Chronique d’album : Big Sean – Dark Sky Paradise
Les américains sont une race à part, certainement confectionnés dans d’obscurs éprouvettes par un professeur fou. Ils sont plus grands, plus gros, plus riches, ils rappent mieux, leurs meufs sont plus bonnes et ils peuvent aller chez Shake Shack et Five Guys quand bon leur semble. Mais Big Sean reste proche de nous avec son physique bio sans tattoo et sa taille modeste. Un peu à l’écart du troupeau donc, mais bien au coeur de la machine: signé chez le label de Kanye G.O.O.D. Music et en management chez Roc nation (Jay Z). Cet album est sans doute un tournant de sa carrière et les graviers l’attendent sournoisement en sortie de virage. Pas d’inquiétude cependant, son Dark Sky Paradise est parfaitement paramétré pour les clubs, les coeurs et les cerveaux.
Le titre de l’album (Dark Sky Paradise) annonce la couleur, ou plutôt l’absence de couleur. La symbolique est déclinée tout au long de l’opus, Sean nous y explique en long, large et travers qu’il vient d’en bas, qu’il a bossé « 8 days a week » pour y arriver, que ça n’a pas été sans difficultés et qu’il se sent béni d’être maintenant au top à pop champagne avec son crew. Le rêve américain c’est lui, même s’il est traversé par des doutes légitimes et que ses plus vieux amis ne comprennent pas qu’il soit trop busy.
Au-delà de ce fil rouge, le ficelage artistique est habile. La production est confiée aux pontes du moment (le dijonnais DJ Mustard, l’étincellant Mike Will Made It, l’assoce de toujours Key Wane, le drakophile Boi-1da et le TDEiste DJ Dahi, entre autres). C’est sombre dans l’ensemble mais bien léché (« All Your Fault », « Stay Down », « I Know », « Deep ») et bien rythmé (« Blessings », « I Don’t Fuck With You », « Paradise », « Outro »). Big Sean sort, quant à lui, son « A game » en terme de performance vocale, au commande d’une mitraillette sur le grandiloquent « Paradise » et langoureusement virtuose sur « I Know ». Les invités de renom se bousculent dans la cabine d’enregistrement (Kanye, Lil Wayne, Jhené Aiko, Drake, PARTYNEXTDOOR, Chris Brown et Ty Dolla $ign) mais c’est bien Sean qui reste la star de son propre produit, et c’est une preuve de la réussite du disque.
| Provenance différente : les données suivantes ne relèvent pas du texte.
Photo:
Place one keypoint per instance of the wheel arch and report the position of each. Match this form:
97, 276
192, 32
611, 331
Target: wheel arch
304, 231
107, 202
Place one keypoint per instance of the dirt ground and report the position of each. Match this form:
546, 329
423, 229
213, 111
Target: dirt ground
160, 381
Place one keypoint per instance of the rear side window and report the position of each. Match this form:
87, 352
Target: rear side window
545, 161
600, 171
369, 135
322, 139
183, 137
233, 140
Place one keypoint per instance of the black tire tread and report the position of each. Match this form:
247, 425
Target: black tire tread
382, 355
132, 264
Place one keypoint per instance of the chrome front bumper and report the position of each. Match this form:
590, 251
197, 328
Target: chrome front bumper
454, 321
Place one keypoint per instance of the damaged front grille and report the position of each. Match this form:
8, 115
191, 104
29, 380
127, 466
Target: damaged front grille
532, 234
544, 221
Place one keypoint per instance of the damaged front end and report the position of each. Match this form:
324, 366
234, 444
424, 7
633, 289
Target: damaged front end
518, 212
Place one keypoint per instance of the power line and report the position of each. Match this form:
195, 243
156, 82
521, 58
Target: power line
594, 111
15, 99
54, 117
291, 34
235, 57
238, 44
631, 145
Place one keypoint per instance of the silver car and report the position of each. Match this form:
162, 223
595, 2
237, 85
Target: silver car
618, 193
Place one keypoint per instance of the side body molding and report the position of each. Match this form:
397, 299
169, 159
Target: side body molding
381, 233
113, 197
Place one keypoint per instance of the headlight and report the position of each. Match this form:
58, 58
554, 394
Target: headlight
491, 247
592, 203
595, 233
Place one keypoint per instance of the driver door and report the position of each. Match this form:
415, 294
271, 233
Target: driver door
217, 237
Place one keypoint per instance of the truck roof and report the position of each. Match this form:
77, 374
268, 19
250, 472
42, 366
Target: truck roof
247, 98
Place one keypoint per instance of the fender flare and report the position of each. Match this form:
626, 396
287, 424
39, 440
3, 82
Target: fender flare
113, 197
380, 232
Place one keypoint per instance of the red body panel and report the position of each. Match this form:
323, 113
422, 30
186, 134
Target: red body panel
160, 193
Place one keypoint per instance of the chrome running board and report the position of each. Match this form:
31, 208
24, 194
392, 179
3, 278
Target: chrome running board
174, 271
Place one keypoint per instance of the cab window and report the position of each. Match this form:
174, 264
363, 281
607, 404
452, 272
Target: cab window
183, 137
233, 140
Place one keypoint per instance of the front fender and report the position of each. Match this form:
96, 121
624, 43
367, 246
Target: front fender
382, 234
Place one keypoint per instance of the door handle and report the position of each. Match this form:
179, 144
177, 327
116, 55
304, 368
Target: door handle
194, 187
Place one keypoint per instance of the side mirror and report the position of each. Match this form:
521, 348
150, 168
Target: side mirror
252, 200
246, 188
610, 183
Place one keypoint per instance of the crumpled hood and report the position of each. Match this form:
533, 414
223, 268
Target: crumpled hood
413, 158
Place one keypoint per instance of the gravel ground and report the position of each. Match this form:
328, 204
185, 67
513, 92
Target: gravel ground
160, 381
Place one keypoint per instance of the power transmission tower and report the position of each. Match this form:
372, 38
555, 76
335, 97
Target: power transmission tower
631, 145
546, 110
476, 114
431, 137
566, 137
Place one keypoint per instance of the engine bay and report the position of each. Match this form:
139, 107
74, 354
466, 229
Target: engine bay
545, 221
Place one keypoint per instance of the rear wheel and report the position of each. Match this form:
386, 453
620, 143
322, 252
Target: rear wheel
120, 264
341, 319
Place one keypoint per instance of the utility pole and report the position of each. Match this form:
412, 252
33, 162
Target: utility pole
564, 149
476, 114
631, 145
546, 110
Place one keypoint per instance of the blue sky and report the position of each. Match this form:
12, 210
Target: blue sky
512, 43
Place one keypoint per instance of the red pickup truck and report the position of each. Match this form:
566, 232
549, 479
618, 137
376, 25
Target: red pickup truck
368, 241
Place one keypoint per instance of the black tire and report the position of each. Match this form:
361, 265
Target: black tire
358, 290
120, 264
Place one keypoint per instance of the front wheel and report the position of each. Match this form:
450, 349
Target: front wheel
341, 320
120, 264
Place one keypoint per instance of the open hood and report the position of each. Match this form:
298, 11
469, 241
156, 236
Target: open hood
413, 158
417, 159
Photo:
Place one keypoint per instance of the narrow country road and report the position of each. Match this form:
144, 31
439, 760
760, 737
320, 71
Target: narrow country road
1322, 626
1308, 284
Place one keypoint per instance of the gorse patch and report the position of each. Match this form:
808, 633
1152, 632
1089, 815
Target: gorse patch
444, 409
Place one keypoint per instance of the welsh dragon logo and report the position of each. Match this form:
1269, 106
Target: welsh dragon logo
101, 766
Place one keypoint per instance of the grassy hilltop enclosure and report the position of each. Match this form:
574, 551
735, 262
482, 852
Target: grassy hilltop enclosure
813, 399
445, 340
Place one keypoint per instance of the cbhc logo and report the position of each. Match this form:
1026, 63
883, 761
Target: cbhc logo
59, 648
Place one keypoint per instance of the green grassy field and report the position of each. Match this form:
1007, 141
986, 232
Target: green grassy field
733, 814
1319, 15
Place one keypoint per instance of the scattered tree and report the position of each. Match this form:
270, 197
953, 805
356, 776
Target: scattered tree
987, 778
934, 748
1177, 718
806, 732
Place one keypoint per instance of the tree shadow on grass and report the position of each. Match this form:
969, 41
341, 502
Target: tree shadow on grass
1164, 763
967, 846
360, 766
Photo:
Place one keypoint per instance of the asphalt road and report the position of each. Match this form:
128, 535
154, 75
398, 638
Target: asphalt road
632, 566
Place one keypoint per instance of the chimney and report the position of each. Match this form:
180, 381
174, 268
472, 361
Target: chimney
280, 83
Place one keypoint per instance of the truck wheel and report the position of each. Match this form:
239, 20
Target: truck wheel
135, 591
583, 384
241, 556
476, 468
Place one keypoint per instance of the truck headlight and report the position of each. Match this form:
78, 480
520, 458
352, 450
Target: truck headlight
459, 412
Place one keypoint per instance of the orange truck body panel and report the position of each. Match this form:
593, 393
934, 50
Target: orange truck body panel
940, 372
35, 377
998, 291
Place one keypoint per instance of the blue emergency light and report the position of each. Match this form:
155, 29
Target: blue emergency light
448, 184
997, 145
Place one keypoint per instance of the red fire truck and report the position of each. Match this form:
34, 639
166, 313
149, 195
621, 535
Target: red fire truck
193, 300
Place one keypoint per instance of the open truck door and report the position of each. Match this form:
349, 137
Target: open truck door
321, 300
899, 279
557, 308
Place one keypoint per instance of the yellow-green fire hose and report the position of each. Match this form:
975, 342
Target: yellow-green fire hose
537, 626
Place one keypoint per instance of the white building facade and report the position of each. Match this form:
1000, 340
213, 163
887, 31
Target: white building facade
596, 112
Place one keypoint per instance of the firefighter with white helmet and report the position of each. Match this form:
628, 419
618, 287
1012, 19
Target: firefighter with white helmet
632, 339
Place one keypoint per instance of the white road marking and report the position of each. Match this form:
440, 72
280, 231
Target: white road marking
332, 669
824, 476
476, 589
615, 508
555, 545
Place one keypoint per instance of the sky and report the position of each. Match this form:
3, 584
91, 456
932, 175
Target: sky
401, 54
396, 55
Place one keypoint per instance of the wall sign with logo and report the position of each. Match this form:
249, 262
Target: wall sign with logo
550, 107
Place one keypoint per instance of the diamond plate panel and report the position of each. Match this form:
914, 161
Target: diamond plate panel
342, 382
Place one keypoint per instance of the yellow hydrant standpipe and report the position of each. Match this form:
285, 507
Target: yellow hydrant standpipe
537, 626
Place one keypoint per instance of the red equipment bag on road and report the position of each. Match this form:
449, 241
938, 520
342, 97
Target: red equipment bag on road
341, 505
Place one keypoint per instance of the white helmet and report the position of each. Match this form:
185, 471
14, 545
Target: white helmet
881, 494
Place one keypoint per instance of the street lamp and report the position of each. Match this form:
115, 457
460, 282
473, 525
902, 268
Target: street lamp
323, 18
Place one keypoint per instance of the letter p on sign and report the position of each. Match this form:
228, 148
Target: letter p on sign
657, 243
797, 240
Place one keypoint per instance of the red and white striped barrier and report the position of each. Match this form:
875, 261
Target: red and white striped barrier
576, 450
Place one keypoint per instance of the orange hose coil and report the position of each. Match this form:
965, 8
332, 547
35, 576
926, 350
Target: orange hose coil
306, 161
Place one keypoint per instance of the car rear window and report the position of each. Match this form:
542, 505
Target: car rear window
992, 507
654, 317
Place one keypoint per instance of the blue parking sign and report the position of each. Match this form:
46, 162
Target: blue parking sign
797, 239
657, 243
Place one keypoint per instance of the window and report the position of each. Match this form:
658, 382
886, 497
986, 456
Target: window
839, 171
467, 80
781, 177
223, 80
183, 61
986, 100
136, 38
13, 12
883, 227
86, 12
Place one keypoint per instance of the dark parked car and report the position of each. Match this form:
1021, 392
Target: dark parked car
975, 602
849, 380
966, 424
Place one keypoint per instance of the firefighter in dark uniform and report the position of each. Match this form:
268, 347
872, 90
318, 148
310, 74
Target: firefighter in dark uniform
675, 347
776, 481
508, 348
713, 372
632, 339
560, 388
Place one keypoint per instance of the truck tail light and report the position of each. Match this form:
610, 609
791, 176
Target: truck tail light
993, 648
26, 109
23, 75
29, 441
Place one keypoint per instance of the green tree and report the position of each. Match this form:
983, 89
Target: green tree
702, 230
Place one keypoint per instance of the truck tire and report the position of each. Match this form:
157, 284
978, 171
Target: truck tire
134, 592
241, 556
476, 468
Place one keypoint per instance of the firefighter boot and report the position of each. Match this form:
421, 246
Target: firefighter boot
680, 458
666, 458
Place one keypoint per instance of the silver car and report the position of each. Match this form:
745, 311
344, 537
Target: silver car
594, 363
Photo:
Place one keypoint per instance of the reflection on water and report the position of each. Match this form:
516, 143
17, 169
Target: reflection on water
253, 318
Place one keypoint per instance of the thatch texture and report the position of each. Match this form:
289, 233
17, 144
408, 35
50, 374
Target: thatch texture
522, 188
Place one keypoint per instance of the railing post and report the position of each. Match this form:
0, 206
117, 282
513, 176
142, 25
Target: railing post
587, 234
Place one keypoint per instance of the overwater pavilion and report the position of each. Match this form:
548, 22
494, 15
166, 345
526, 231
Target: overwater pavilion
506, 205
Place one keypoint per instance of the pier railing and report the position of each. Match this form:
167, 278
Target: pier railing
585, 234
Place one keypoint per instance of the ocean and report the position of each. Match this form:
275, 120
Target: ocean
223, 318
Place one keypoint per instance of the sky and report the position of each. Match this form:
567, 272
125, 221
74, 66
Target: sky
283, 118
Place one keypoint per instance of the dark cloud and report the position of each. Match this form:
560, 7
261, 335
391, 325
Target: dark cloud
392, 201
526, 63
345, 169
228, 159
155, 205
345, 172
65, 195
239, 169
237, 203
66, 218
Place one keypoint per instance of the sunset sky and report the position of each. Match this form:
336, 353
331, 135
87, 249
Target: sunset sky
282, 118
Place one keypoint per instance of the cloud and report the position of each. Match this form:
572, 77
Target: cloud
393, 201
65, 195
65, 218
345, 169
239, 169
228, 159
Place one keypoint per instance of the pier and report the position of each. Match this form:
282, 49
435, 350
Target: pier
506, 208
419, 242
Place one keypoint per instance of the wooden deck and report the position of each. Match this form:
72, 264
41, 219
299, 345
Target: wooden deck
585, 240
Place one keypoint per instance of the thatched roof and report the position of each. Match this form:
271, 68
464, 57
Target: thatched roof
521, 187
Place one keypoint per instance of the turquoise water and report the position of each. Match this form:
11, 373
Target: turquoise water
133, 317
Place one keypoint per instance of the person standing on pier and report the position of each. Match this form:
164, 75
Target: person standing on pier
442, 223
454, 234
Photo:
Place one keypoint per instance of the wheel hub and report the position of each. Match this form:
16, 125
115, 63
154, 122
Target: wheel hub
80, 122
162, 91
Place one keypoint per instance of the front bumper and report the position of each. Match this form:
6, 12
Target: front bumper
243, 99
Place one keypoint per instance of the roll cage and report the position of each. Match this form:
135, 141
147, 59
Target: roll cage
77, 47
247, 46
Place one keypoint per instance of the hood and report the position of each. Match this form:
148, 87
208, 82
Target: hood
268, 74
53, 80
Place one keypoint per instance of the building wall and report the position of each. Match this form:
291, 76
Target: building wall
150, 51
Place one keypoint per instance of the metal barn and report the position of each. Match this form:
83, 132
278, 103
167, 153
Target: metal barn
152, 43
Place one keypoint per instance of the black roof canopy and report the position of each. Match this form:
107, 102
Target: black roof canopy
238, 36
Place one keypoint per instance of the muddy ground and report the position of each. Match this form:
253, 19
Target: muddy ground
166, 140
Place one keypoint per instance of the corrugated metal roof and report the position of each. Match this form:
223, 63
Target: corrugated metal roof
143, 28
Au final c’est vraisemblablement le projet le plus accompli du Gros Sean avec un bel équilibre entre la déballe de skillz et les sujets plus profonds. Une mention spéciale pour « Win Some, Lose Some « (moelleux à souhait), « Paradise » qui donne envie de tout casser chez soi et l' »Outro » produite par DJ Dahi dans une veine à la Kanye époque College Dropout.